Le langage de l’architecte est un langage de spécialiste donc un langage particulier avec ses codes, instruments et moyens de représentation signifiant à la fois une culture , une conscience, ou même un niveau de conscience, qui soulignent une idéologie, l’idéologie de la bourgeoisie (il n’y a pas d’autre idéologie actuellement), laquelle implique entre autre une séparation du travail “rationnelle”, selon sa propre logique….qui a pour conséquence la SEPARATION du producteur -l’architecte- des utilisateurs -les gens qui vont habiter ces productions-
L’architecte en question il ne connait pas, en général, ces gens, sinon de manière déformée, par ses concepts et codes.
Voici donc la séparation du travail qui séparant finalement des gens.
Ces gens ont pourtant leur PROPRE langage ou encore leurs propres demandes et projections qui ne sont pas globalement celles des architectes, lesquels tellement ignorants de leurs demandes REELLES se prennent souvent pour des génies( voir nos t-shirts I AM NOT JEAN NOUVEL), tandis que leur “langage” ne fait que les renforcer dans leur estime de soi, c’est-à-dire dans leur égocentrisme d’intellectuels spécialistes du dessus de la foule.

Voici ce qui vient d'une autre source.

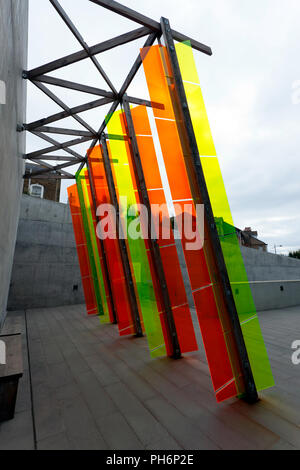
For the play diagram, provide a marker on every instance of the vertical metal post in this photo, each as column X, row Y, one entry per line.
column 122, row 242
column 251, row 392
column 106, row 270
column 154, row 248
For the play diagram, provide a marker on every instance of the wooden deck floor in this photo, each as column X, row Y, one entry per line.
column 94, row 390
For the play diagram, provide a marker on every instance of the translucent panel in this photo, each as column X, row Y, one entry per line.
column 137, row 250
column 199, row 119
column 154, row 68
column 221, row 364
column 82, row 251
column 112, row 249
column 216, row 190
column 230, row 246
column 186, row 61
column 80, row 177
column 168, row 251
column 173, row 157
column 91, row 217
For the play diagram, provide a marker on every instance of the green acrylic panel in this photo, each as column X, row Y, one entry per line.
column 92, row 246
column 229, row 241
column 137, row 248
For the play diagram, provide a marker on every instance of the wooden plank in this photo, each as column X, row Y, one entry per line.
column 14, row 359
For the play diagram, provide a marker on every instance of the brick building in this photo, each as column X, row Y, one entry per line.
column 44, row 188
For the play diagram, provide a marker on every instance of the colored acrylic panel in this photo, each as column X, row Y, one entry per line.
column 218, row 357
column 137, row 250
column 168, row 252
column 111, row 246
column 230, row 246
column 82, row 251
column 94, row 258
column 97, row 247
column 195, row 99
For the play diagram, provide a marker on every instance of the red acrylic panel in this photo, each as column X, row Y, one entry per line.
column 112, row 249
column 81, row 245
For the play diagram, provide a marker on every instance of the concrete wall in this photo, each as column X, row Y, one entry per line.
column 13, row 59
column 274, row 280
column 45, row 267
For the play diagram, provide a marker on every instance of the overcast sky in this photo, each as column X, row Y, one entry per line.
column 247, row 86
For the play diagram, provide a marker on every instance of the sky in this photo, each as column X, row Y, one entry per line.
column 251, row 88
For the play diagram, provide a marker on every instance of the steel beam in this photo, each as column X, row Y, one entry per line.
column 186, row 122
column 74, row 86
column 81, row 41
column 62, row 105
column 71, row 112
column 54, row 142
column 148, row 22
column 63, row 131
column 50, row 177
column 63, row 146
column 50, row 168
column 138, row 62
column 97, row 49
column 55, row 158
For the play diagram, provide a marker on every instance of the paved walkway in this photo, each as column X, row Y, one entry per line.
column 94, row 390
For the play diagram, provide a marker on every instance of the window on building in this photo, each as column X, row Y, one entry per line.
column 37, row 190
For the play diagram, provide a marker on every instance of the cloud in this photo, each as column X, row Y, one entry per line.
column 247, row 86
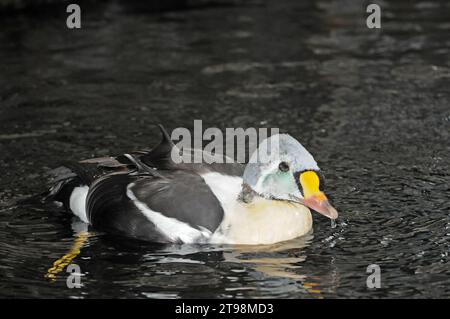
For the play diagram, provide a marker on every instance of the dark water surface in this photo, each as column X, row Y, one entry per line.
column 373, row 106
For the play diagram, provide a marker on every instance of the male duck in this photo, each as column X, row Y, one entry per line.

Pour ne pas les brimer dans leur spécialisation et aussi dans leur égo, je demandais donc d’abord aux étudiants de développer (encore plus) leur égo, mais ici, sans hypocrisie ni complexe, et de créer franchement POUR SOI, cela afin de renforcer la confiance eux-mêmes : d’où les exercices Balcon pour Roméo et Juliette, la maison de vos rêves, etc, le but étant de développer leur créativité-liberté afin de diminuer leur rationalité-refoulement (ci-dessus une de ces maquettes «sensorielles»).

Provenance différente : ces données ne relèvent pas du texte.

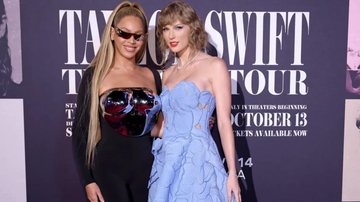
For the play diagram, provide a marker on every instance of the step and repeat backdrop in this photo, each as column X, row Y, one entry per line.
column 295, row 93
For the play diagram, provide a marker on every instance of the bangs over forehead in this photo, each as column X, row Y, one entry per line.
column 174, row 12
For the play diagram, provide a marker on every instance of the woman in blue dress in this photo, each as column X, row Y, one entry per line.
column 187, row 165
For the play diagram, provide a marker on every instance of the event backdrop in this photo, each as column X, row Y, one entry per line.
column 286, row 59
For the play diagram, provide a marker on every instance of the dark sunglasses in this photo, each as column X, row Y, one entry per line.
column 127, row 35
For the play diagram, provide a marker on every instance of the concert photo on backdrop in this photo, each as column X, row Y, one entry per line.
column 160, row 100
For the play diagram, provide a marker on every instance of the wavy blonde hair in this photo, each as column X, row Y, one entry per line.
column 187, row 15
column 102, row 63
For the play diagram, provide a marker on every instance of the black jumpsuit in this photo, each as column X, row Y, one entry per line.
column 122, row 164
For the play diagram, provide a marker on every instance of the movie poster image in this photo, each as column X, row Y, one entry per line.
column 351, row 175
column 353, row 50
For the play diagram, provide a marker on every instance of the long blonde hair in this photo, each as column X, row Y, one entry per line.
column 102, row 63
column 183, row 12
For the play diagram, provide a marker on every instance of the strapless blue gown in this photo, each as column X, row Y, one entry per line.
column 187, row 165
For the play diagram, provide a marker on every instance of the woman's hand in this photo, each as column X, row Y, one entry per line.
column 232, row 187
column 93, row 193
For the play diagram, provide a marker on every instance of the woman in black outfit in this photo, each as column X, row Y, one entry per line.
column 116, row 108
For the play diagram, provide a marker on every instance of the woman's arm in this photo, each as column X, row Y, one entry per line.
column 221, row 87
column 81, row 126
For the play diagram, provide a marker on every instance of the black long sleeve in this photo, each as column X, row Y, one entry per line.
column 81, row 127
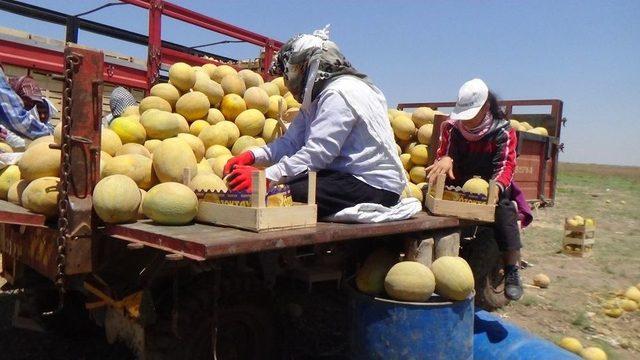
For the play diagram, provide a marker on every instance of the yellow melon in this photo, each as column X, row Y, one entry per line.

Avec une ironie: un exercice pour créer la maison d’un très très très grand architecte, pour le développement de leur sens critique et la relativisation de leur égo.
Jusque là, et comme dans tous les autres cours, et dans toutes les autres écoles de la rationalisation “rationnelle”, l’étudiant n’a toujours pas vu ses actuels ou futurs cobayes.
D’où «Les gens chez eux» en architecture, où l’étudiant ne doit plus agir en spécialiste au-dessus d’eux mais AVEC eux et donc sans leur imposer ses codes, outils et moyens de représentation….et son égo, bref sans faire le Nouvel ou le Berlusconi (décidément Marx n’est pas complètement mort)…
Ici l’architecte qui certes possède ses connaissances, ne cherchera pas à les enseigner: au contraire, il effacera son ego devant l’utilisateur et deviendra une sorte d’animateur et d’incitateur, l’invitant, à partir des désirs REELS de ces gens,à découvrir ses propres créations et représentations. Ensuite et ensuite seulement, l’architecte pourra l’aider en lui apportant quelques solutions, du bon sens écologique, économique et technique.
Bref, espérais-je, il l’aura amené à inventer la maison des REVES dont il a REELLEMENT ENVIE ( il sera alors EN VIE et peut-être l’architecte aussi)
Imaginons un monde où les architectes seraient heureux… ils ne dessineraient plus alors des bâtiments SANS VIE.